You begin the crawler for the first time by running:

python crawler.py start

This runs a function that looks at all of the category URLs stored in the start-urls.txt file, and then explodes those out into hundreds of subcategory URLs it finds on the category pages. Each of these subcategory URLs is placed in the redis queue that holds the frontier listing URLs to be crawled.

Then the program spins up the number of threads defined in settings.max_threads and each one of those threads pops a listing URL from the queue, makes a request to it and then stores the (usually) 10-12 products it finds on the listing page. It also looks for the "next page" URL and puts that in the queue.

Restarting the crawler

If you're restarting the crawler and don't want it to go back to the beginning, you can simply run it with

python crawler.py

This will skip the step of populating the URL queue with subcategory links, and assumes that there are already URLs stored in redis from a previous instance of the crawler.

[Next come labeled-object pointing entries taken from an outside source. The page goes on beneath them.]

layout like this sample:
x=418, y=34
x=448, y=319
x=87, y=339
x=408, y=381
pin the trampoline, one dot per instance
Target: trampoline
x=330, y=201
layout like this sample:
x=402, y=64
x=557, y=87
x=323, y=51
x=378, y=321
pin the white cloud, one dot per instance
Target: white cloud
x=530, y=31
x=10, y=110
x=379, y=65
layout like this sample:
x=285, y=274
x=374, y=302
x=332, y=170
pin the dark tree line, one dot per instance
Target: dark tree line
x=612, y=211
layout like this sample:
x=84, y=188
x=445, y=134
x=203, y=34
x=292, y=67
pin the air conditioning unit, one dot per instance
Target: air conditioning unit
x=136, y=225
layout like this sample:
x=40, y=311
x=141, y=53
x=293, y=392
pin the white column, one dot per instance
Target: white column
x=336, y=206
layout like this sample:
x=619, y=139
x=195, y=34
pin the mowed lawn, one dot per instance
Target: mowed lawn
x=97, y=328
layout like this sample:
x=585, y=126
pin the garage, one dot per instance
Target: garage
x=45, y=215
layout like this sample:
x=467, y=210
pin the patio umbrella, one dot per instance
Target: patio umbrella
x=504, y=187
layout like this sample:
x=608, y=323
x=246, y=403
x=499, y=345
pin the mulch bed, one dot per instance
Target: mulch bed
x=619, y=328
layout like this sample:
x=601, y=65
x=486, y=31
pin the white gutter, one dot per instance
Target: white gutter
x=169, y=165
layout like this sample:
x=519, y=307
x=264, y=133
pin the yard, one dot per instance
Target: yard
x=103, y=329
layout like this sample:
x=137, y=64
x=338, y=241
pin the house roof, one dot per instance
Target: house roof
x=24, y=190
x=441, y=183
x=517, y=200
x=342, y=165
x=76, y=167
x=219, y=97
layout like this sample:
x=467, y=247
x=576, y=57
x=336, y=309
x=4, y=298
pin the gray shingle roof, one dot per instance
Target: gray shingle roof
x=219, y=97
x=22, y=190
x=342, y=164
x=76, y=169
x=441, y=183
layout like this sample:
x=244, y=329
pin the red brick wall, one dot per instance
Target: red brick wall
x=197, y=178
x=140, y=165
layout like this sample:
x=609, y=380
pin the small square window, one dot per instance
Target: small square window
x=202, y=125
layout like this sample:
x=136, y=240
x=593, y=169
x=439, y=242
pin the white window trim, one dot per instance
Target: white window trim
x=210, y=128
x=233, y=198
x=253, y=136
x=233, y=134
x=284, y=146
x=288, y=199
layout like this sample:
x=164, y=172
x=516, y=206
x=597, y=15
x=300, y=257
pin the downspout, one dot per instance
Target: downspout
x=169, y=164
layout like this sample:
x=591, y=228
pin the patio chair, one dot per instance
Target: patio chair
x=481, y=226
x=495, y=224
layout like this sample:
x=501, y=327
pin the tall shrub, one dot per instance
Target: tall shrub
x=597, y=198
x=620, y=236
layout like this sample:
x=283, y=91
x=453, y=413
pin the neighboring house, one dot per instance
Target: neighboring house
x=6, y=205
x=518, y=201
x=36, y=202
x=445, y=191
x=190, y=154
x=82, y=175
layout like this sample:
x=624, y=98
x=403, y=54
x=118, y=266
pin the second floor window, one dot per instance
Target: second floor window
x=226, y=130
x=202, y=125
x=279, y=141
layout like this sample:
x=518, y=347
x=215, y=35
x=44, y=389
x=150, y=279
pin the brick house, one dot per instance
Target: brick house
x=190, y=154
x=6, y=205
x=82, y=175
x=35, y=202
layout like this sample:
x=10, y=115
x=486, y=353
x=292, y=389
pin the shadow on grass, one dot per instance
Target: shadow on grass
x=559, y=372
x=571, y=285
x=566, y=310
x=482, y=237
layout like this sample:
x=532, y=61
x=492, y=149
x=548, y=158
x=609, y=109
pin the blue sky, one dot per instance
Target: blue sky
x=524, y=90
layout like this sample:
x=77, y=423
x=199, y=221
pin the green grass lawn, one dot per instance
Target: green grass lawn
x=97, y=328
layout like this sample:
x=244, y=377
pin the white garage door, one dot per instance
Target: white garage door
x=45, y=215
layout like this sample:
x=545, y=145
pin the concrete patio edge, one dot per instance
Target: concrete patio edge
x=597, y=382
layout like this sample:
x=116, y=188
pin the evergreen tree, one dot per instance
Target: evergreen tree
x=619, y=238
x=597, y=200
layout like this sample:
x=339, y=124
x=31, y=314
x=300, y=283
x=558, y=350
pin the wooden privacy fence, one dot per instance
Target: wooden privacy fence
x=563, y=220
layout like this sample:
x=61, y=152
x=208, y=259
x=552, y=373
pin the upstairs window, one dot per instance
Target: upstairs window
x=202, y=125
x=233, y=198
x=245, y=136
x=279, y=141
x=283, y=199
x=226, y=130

This is convenient for making updates to crawler or parsing logic that only affect a few pages, without going back to the beginning and redoing all of your previous crawling work.

The second crawl

When having gathered a substantial amount of data with the previous code, we still need to retrieve the product specific data, to do this we need to run:

python info_crawler.py start

This will run almost the same like the previous crawler, however due to the difference in requests that are gonna be made (product specific instead of listings), no real exception correcting code is yet put in place. It selects gets max_per_set from settings.py to check how much should be put in the queue at once. This is done through a SQL query in models.retrieve() that can be changed to your own needs. Common errors might be that you go over the max_recursion depth set by Python, or a NoneType error throws your code off. It is advised to keep an eye on the runtime environment of choice to check how it is going. Improvements are welcomed, but this is outside the scope of the project we adapted this for.

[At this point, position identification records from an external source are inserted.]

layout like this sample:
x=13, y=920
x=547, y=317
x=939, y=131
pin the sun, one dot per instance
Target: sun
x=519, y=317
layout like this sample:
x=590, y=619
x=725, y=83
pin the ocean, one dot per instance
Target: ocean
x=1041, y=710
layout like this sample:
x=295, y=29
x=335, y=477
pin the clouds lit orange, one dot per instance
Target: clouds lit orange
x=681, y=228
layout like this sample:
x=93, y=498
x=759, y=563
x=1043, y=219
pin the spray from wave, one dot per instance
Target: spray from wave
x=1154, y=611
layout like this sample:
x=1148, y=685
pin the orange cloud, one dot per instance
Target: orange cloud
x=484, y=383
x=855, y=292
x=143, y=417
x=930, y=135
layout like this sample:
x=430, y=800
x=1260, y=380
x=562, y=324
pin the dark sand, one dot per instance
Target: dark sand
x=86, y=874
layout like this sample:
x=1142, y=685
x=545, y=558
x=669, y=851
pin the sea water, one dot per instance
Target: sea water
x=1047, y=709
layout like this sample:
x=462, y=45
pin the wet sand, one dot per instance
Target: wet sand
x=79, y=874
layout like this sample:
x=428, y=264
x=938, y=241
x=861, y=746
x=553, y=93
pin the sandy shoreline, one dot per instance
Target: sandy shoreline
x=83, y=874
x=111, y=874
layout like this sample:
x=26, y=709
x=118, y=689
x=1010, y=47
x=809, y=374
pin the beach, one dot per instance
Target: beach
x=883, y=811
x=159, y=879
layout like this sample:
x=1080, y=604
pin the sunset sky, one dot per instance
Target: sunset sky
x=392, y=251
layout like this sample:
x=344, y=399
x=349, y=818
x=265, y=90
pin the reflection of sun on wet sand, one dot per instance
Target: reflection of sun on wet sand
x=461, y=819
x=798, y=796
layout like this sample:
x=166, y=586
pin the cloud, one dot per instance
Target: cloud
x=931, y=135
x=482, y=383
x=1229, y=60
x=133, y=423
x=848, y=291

When wanting to continue after any error or problem, just run:

python info_crawler.py

As the info_crawler and the crawler use different redis stacks to work from, both processes could work at the same time. The user needs to watch out themselves for getting kicked from the site!

Known Limitations

Amazon uses many different styles of markup depending on the category and product type. This crawler focused mostly on the "Music, Movies & Games" category as well as the "Sports & Outdoors" category.

The extractors for finding product listings and their details will likely need to be changed to crawl different categories, or as the site's markup changes over time.